Railway line in West Bengal

The Andal–Sitarampur loop line is a railway line connecting Andal & Sitarampur on the Bardhaman–Asansol section of the Howrah–Delhi main line with each other. This 41 km track is under the jurisdiction of Eastern Railway. This track primarily serves the northern coalfield areas of the Paschim Bardhaman district in the Indian state of West Bengal.

==History==
The Ondal-Baboissola Railway was constructed by the Tarkessur Railway Company in 1863 and was opened to traffic on 1864. The lines were worked upon by East Indian Railway Company till 1914 before the Tarkessur Railway Company was acquired by the State in 1915 & incorporated with EIR following which this line became a part of the EIR network. The original line opened from Andal (Ondal) to Tapasi via Baboissola (Babuisol, near Andal) & Mangalpur on 1863. This was further extended to Rupnarayanpur on the Howrah–Delhi main line via Ikrah, Churulia & Gaurangdi on 1894–95.

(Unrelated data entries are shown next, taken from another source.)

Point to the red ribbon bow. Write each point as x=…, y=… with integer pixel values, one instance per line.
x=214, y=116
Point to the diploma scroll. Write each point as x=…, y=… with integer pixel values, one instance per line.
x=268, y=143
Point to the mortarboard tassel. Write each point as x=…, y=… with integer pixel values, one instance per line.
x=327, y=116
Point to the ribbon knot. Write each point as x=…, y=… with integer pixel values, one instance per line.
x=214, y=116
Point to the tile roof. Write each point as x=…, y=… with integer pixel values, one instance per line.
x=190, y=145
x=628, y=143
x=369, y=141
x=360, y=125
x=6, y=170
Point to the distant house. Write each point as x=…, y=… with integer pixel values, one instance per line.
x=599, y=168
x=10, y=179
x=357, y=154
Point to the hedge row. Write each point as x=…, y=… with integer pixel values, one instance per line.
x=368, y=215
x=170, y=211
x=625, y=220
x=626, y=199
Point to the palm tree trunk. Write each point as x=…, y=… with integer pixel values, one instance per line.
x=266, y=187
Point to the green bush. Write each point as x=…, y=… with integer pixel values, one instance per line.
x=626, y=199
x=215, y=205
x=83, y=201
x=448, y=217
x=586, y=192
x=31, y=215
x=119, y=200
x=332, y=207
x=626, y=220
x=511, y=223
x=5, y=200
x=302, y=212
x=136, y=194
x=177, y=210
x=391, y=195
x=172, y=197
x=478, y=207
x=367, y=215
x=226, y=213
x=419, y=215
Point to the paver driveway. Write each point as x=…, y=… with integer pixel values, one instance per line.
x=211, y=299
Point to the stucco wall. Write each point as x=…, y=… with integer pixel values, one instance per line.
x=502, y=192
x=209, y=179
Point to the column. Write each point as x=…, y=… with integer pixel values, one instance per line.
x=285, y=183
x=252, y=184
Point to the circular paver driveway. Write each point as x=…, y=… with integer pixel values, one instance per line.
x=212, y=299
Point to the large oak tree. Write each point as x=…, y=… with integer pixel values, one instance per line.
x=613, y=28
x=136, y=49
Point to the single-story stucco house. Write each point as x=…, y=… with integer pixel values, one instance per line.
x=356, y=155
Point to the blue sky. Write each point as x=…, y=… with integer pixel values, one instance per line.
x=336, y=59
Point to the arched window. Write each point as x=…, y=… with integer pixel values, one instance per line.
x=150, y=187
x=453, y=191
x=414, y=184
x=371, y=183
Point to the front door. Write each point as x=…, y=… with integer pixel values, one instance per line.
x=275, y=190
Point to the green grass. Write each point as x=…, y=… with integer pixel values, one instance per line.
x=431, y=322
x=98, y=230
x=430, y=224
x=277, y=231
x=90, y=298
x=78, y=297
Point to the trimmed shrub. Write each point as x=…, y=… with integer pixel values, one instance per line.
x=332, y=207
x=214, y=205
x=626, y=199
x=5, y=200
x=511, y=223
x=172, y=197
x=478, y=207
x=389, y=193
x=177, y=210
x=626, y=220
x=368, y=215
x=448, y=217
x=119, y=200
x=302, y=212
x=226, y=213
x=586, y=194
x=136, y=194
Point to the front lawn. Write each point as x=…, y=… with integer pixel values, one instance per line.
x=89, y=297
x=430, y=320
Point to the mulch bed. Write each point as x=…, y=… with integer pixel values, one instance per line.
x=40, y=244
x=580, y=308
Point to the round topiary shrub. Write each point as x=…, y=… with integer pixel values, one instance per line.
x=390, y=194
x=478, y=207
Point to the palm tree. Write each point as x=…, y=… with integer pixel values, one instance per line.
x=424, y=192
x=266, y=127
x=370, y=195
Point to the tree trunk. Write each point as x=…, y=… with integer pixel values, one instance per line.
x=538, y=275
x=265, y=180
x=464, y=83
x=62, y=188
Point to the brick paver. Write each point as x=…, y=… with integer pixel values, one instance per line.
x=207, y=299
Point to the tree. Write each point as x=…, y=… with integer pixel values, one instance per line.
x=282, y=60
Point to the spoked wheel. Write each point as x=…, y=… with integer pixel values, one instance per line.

The Ikrah-Barabani branch line opened on 1894. This further extended to Sitarampur on the Bardhaman–Asansol section in 1902.

The Tapasi-Barabani Chord line was completed between 1908–15 to serve the numerous collieries in the area.

Post independence, the Ikrah-Churulia-Gaurangdi-Rupnarayanpur section suffered heavy losses due to which services were withdrawn by Eastern Railway in 1988. The line was scrapped by iron mafias and a mine was set up by dismantling the tracks in 1995.

==Branch lines==
There are two branch lines in this section. The first is the Tapasi-Barabani Chord section. This primarily serves the coalfields of the Sripur Area & Satgram Area and is used by freight trains, The other is the Ikrah-Churulia-Gaurangdi-Rupnarayanpur section. This track was dismantled. A new line was proposed in the railway budget of 2011 between Barabani & Churulia.

==Electrification==
Electrification of the Andal-Barabani-Sitarampur section was sanctioned in the rail budget for 2011–12, and was completed in 2017.